MELAKA, Dec 4 — We can’t help but be in awe of the sumptuous feast laid out before us: yao char kwai stretched lankily like a pair of mischievous twins; the butterfly-shaped ma geok with its uneven, craggy wings; and the stout, sesame-speckled ham chim peng, still sighing with residual heat.

Beside these freshly fried crullers, two bowls of homemade tongsui send up soft tendrils of steam: boiled peanut soup the colour of old ivory, and red bean soup glossy and inviting.

Breathing in these familiar aromas, one of hot oil and one of hours-long simmering, and I am transported to childhood teatimes. Those in-between hours when the day slowed down and a small indulgence felt like a ceremony.

Golden Bread Station is a nondescript shop along Jalan Tengkera in Melaka. This is a neighbourhood where the old and the everyday live comfortably side by side.

The nondescript shop along Jalan Tengkera. — Picture by CK Lim
The nondescript shop along Jalan Tengkera. — Picture by CK Lim

For many Malaccans, teatime is less a habit and more a quiet ritual, and this humble shop has become one of those cherished stops for a taste of what feels increasingly rare: genuinely traditional afternoon treats.

Every cruller comes fresh from the fryer, or quite nearly. As each piece emerges, long metal tongs lift the fritters from the bubbling oil, placing them onto broad wire racks.

Here they rest, dripping off the excess, their golden crust catching the light before their warmth begins to ebb. This small gesture — letting the fritters drain properly — yields crullers that are crisp but never greasy, aromatic without being heavy.

Freshly fried ‘yao char kwai’, ‘ma geok’ and ‘ham chim peng’. — Picture by CK Lim
Freshly fried ‘yao char kwai’, ‘ma geok’ and ‘ham chim peng’. — Picture by CK Lim

Biting into them is sheer delight. The yao char kwai offers a delicate crackle that gives way to airy hollowness; it breaks apart with a crisp flourish that feels almost theatrical.

The ham chim peng is sturdier, its sesame-studded exterior lending a gentle resistance before yielding to a subtly sweet, pillowy interior.

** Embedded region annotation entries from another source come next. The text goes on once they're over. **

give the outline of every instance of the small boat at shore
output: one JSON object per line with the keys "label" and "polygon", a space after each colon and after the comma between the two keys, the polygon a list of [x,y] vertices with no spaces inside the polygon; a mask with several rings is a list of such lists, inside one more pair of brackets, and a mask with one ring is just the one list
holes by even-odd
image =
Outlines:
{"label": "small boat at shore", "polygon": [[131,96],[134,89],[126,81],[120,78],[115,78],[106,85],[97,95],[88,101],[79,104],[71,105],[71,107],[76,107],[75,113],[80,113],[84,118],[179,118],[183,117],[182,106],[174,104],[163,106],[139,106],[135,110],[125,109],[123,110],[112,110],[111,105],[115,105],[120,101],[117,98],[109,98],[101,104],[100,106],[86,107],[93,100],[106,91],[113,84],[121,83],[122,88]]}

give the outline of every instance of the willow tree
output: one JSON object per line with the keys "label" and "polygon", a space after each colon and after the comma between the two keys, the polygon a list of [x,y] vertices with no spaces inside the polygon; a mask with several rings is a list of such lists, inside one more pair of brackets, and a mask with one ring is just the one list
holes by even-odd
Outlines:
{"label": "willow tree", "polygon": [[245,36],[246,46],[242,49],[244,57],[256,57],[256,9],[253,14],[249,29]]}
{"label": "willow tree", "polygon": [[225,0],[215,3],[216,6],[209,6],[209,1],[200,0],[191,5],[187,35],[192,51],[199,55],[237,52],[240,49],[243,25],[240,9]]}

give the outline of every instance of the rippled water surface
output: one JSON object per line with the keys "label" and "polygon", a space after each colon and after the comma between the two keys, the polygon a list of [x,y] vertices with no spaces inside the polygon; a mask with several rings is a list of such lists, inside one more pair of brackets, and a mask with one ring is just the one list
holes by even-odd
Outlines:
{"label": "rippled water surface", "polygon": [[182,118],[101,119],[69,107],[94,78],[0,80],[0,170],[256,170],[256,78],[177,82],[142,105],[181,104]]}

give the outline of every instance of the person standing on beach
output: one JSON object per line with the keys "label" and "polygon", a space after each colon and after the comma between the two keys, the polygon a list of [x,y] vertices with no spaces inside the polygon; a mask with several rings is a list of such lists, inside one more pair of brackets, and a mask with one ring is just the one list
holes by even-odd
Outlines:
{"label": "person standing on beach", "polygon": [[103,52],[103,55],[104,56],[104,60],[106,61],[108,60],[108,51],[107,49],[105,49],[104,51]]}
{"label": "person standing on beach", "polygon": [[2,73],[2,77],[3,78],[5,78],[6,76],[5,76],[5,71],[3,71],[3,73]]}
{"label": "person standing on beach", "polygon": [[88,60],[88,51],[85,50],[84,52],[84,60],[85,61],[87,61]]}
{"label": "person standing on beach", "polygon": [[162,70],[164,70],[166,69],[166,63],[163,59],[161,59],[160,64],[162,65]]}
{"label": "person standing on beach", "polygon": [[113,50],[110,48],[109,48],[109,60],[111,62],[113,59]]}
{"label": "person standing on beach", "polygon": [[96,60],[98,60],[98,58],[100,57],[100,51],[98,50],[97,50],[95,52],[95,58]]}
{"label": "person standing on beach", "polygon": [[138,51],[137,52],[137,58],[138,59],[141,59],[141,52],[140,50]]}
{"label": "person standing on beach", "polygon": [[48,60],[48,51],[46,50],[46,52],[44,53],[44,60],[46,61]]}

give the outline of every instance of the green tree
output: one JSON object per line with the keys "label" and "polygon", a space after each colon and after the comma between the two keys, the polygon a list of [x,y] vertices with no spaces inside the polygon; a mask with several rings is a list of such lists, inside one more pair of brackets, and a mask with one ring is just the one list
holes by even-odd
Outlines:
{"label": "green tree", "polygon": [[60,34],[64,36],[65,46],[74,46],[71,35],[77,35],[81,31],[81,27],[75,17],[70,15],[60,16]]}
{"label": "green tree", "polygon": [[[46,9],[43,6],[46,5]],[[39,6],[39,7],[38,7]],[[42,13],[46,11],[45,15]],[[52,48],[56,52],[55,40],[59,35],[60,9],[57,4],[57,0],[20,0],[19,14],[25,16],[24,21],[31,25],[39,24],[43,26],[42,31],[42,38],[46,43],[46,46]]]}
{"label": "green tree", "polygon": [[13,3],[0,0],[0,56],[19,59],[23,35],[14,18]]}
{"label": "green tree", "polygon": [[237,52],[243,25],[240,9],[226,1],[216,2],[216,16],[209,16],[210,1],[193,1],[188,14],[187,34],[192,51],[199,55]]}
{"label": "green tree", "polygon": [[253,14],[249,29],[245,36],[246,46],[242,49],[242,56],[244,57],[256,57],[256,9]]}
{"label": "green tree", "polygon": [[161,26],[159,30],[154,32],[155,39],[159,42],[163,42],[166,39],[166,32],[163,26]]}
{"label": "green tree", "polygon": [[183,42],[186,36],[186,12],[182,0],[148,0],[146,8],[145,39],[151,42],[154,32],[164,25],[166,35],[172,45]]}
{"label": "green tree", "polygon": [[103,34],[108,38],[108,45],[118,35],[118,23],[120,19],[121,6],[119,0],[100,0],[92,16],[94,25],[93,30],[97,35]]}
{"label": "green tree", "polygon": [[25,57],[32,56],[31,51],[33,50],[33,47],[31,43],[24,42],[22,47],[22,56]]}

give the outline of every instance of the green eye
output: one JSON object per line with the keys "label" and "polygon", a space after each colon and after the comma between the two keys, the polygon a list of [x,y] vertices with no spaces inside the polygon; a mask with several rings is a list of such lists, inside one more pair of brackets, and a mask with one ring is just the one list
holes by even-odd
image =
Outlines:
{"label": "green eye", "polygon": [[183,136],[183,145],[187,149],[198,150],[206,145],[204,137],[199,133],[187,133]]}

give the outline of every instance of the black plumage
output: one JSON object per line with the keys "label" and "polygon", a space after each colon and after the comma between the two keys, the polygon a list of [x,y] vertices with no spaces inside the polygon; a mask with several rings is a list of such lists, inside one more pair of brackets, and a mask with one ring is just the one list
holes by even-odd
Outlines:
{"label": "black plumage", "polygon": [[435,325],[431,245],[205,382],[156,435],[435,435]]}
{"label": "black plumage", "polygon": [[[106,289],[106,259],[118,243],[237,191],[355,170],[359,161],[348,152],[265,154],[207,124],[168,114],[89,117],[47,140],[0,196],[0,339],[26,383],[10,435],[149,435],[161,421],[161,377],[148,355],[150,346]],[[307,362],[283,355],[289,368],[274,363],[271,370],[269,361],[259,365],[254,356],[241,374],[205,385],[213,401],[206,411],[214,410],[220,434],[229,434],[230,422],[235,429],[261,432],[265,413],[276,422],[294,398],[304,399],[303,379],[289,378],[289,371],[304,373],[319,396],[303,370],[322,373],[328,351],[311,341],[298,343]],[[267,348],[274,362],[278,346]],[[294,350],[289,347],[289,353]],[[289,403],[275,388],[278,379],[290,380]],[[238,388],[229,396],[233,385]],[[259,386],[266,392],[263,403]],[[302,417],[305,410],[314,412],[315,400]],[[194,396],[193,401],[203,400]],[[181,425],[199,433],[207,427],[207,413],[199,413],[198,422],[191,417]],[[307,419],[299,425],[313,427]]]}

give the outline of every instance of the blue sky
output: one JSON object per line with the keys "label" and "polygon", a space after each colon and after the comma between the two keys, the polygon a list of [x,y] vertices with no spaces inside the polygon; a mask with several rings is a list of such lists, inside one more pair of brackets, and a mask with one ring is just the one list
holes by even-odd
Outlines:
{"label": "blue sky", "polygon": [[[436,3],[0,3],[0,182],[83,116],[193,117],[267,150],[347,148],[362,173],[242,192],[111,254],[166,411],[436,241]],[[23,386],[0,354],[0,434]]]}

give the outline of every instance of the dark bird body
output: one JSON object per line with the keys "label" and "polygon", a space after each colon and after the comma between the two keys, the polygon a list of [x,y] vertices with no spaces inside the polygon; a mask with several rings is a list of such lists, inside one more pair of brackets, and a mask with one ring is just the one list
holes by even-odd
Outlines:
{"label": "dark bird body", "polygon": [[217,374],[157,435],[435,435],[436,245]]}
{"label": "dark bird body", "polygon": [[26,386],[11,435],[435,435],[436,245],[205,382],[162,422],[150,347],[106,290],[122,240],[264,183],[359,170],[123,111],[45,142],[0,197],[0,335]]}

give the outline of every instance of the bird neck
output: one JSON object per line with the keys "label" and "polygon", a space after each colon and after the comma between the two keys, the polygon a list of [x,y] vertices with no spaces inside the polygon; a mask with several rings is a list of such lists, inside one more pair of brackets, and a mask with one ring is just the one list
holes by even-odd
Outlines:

And the ma geok — oh, the ma geok — its irregular form makes it a pleasure to tear apart, each edge giving a different texture, each piece a small delight.

Seriously, who could resist ordering one or two of everything? Not me.

Who could resist ordering one or two of everything? — Picture by CK Lim
Who could resist ordering one or two of everything? — Picture by CK Lim

What’s more, even the tongsui here is prepared with equal care. (And how rare is it that a single shop offers both crullers and sweet soups, and made fresh daily to boot!)

Good tong sui — “sweet water” in Cantonese — is simple but not simplistic, and the versions served at Golden Bread Station lean into this ethos.

The peanut soup carries a soft, mellow nuttiness; the peanuts themselves simmered to the point of surrender, collapsing into the broth with grace.

Dip half a yao char kwai into it and it soaks up the sweetness instantly, turning the crisp dough almost “juicy”; could we consider this a Cantonese churros and chocolate sauce situation?

Dip half a ‘yao char kwai’ into the sweet peanut soup. — Picture by CK Lim
Dip half a ‘yao char kwai’ into the sweet peanut soup. — Picture by CK Lim

Except it feels blasphemous to even think that: as a Cantonese, a proper yao char kwai is a far better proposition.

The red bean soup, meanwhile, is comfort in a bowl: each bean intact, neither chalky nor mushy, suspended in a broth that strikes the right balance between sweet and earthy. It’s the kind of bowl that warms not just the throat but the harsh edges of the day.

For it’s closer to evening than afternoon by the time we finish. The kind folks that run the shop are in no hurry to turn over tables; indeed, most of the orders are takeaway with regulars calling ahead for large plastic bags filled with sticks of yao char kwai.

Simple yet comforting red bean soup. — Picture by CK Lim
Simple yet comforting red bean soup. — Picture by CK Lim

I can imagine them bringing these crullers home for a late teatime or to keep for breakfast the following morning, to dip into hot congee instead of tongsui.

Here at Golden Bread Station, teatime isn’t a trend; it’s a tradition.

A reminder that the small things — freshly fried dough, a warm bowl of something sweet, a wooden table shared with memory — still matter. And that is reason enough, for us and for the shop’s regulars, to keep returning.

Golden Bread Station 油條讚

230, Jalan Tengkera, 

Melaka.

Open Wed-Fri 1-8pm, Sat 1-6:45pm, Sun-Mon 1-8pm, Tue closed

Phone: 016-327 6813

* This is an independent review where the writer paid for the meal.